Closed jonathanong closed 9 years ago

jonathanong commented 9 years ago

Would be cool if these modules and any related ones have a common error syntax. Would be cool to have err.code matching node or something as well as .status if applicable

Raynos commented 9 years ago

I've recently written an error serializer for our json APIs ( https://gist.github.com/Raynos/91cab673906aebd04eac )

I settled on the interface

type TypedError : {
  message: String,
  statusCode?: Number,
  type?: String,
  stack?: String,
  expected?: Boolean,
  messages?: Array<String>
}

The message field is the standard error message.

The statusCode field is a number that represents the http status code thats applicable for this error, this is optional and defaults to 500.

The type field is a static string, it's like err.code but a string is more readable then a static number. This field allows for the message field to be dynamic and means you can detect what kind of error something is without doing a regular expression match.

The stack field is the standard error stack

The expected boolean allows you to encode whether this an expected or unexpected error. A body parser might run into an unexpected net IO error which means it should be treated as a unexpected 500 error or might run into an expected JSON parse error in which case it should be treated as a 400.

In production you want to only serialize the message field for expected 4xx errors and serialize the message field as Unexpected Server Error for unexpected 500 fields. Serializing arbitrary unexpected error message leaks implementation details and creates vulnerabilities

The messages field is slightly opinionated. When dealing with body validation errors you might want to send multiple validation messages. This could be done with a comma seperated message field or with an array of messages.

I don't care that much about field names, however you generally want the following information

jonathanong commented 9 years ago

so i really like stripe's error: https://stripe.com/docs/api#errors

dougwilson commented 9 years ago

expected - not sure if the name itself makes sense. koa uses .expose , which i think is a better name. i agree with the 4xx vs 5xx stuff.

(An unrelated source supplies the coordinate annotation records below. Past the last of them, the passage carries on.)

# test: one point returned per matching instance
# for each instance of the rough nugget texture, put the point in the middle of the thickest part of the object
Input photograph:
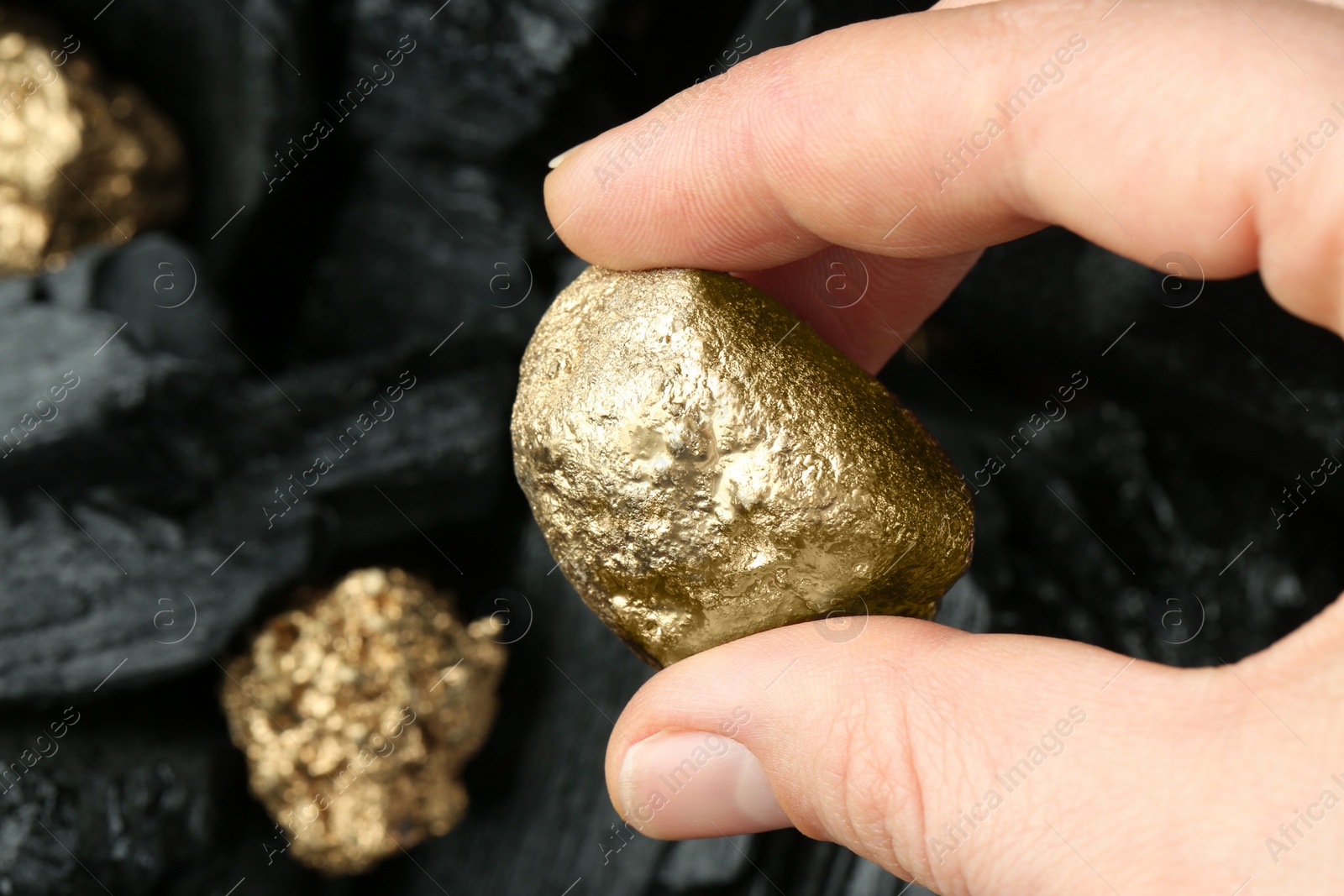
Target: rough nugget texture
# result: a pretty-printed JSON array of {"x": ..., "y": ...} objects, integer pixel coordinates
[
  {"x": 356, "y": 714},
  {"x": 705, "y": 466}
]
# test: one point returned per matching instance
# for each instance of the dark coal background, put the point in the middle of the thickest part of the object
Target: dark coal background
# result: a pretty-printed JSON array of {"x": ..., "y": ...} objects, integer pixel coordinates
[{"x": 134, "y": 547}]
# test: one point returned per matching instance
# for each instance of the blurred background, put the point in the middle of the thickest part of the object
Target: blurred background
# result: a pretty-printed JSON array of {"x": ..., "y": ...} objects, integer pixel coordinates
[{"x": 143, "y": 537}]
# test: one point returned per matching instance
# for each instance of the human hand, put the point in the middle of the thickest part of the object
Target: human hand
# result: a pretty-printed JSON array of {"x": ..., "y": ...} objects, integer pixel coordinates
[{"x": 1164, "y": 130}]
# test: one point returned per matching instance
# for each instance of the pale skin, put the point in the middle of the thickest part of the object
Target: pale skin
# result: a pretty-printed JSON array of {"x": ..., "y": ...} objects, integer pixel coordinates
[{"x": 1156, "y": 139}]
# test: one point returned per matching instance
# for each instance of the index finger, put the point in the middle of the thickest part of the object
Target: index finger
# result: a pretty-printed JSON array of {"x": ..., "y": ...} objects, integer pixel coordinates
[{"x": 1146, "y": 127}]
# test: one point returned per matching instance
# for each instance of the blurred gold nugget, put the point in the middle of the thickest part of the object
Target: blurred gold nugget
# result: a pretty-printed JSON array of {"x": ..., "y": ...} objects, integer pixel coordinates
[
  {"x": 705, "y": 468},
  {"x": 356, "y": 712},
  {"x": 81, "y": 160}
]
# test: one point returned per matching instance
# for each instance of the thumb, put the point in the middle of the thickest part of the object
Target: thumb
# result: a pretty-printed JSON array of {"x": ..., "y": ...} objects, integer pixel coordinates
[{"x": 958, "y": 761}]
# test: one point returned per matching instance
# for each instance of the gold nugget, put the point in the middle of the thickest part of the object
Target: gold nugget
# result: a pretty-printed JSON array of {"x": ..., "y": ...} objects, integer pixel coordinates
[
  {"x": 356, "y": 712},
  {"x": 705, "y": 468},
  {"x": 81, "y": 160}
]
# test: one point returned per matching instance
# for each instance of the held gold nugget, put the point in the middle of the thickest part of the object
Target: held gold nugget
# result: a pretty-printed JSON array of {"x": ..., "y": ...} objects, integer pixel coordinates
[
  {"x": 356, "y": 712},
  {"x": 703, "y": 468}
]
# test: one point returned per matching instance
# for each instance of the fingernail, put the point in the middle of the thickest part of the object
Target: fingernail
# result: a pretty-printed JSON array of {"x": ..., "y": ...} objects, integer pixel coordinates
[
  {"x": 679, "y": 785},
  {"x": 555, "y": 161}
]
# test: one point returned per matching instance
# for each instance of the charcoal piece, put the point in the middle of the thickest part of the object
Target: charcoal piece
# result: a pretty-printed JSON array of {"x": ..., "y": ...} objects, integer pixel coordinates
[
  {"x": 698, "y": 864},
  {"x": 420, "y": 250},
  {"x": 477, "y": 78},
  {"x": 98, "y": 589},
  {"x": 64, "y": 369},
  {"x": 159, "y": 288},
  {"x": 107, "y": 808},
  {"x": 237, "y": 78}
]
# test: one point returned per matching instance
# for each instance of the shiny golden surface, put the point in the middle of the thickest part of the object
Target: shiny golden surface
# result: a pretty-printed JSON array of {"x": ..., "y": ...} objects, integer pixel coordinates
[
  {"x": 705, "y": 466},
  {"x": 356, "y": 712},
  {"x": 81, "y": 160}
]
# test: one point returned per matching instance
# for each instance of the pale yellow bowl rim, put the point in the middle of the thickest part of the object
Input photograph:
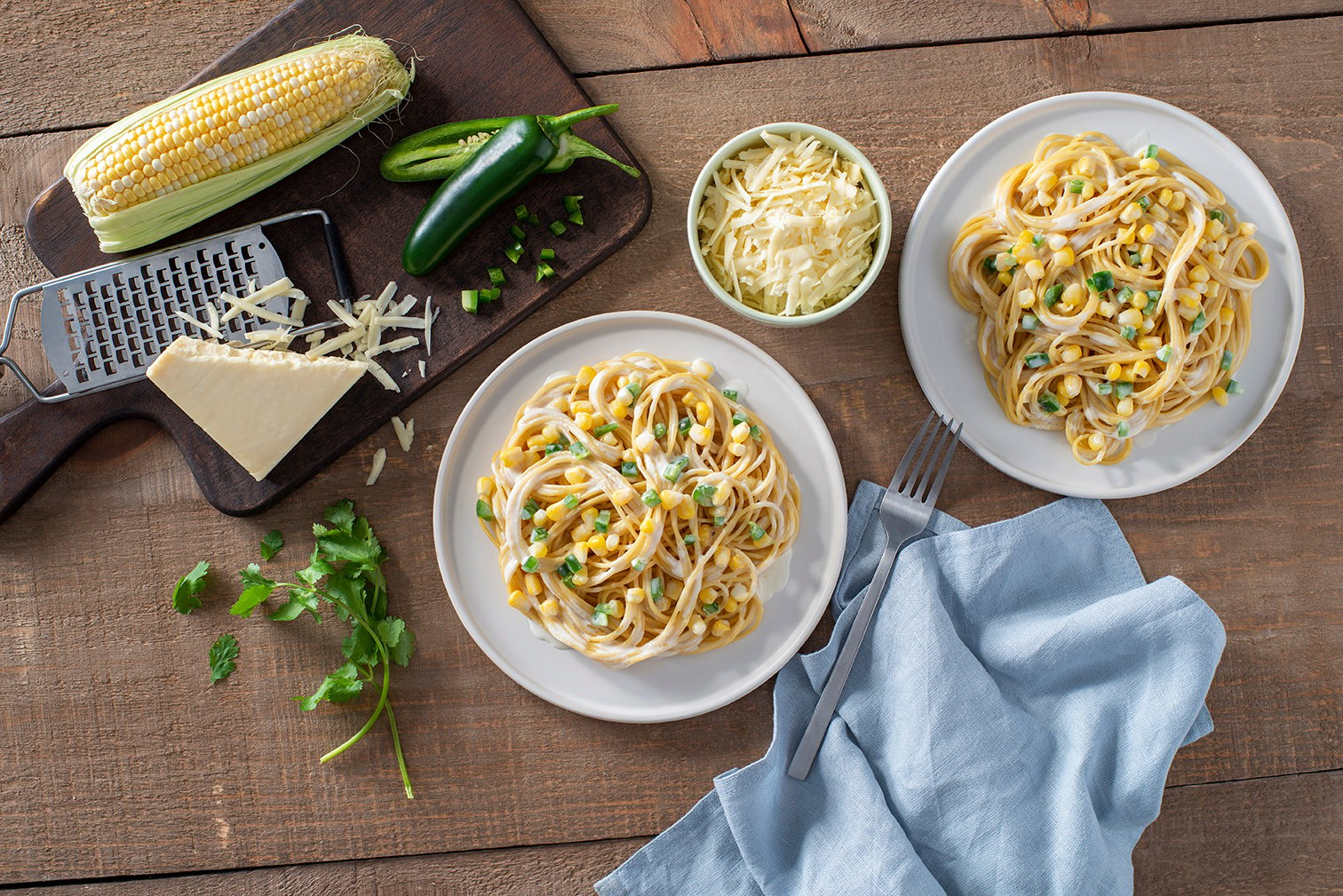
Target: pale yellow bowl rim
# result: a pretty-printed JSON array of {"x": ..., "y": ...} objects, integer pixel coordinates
[{"x": 844, "y": 148}]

personally I like .public :)

rlidwka commented 9 years ago

How about plain old Error object with status property on it?

Something like finalhandler can capture those... with syntax like:

var err = new Error('blah not found')
err.status = 404
res.end(err)
dougwilson commented 9 years ago

Also, as for deciding if the message should be written to the response or not, there is an upcoming message option on a future finalhandler that can determine stuff like that from the user: https://github.com/expressjs/finalhandler/tree/1.x#optionsmessage ; the default is to always hide the real message right now. we can always determine a good way :)

rlidwka commented 9 years ago

Imho, it should be an extension of an Error object. People are so used to dealing with it, so changing interface is a bad idea. I'm even thinking about shadowing the real Error object to get syntax highlighting and stuff.

So here is what I came up with so far:

var Error = require('./error')
throw Error('message').http(404)

/*
Error 404: message
    at new Error (/tmp/error.js:7:16)
    at Error (/tmp/error.js:5:40)
    at Object.<anonymous> (/tmp/index.js:6:7)
    at Module._compile (module.js:456:26)
*/

// with a possibility of future extensions like:
// throw Error('message').fs('ENOENT')

Implementation:

module.exports = Error

function Error(message, a, b) {
  var err = new global.Error(message, a, b)
  err.__proto__ = Error.prototype
  return err
}

require('util').inherits(global.Error, Error)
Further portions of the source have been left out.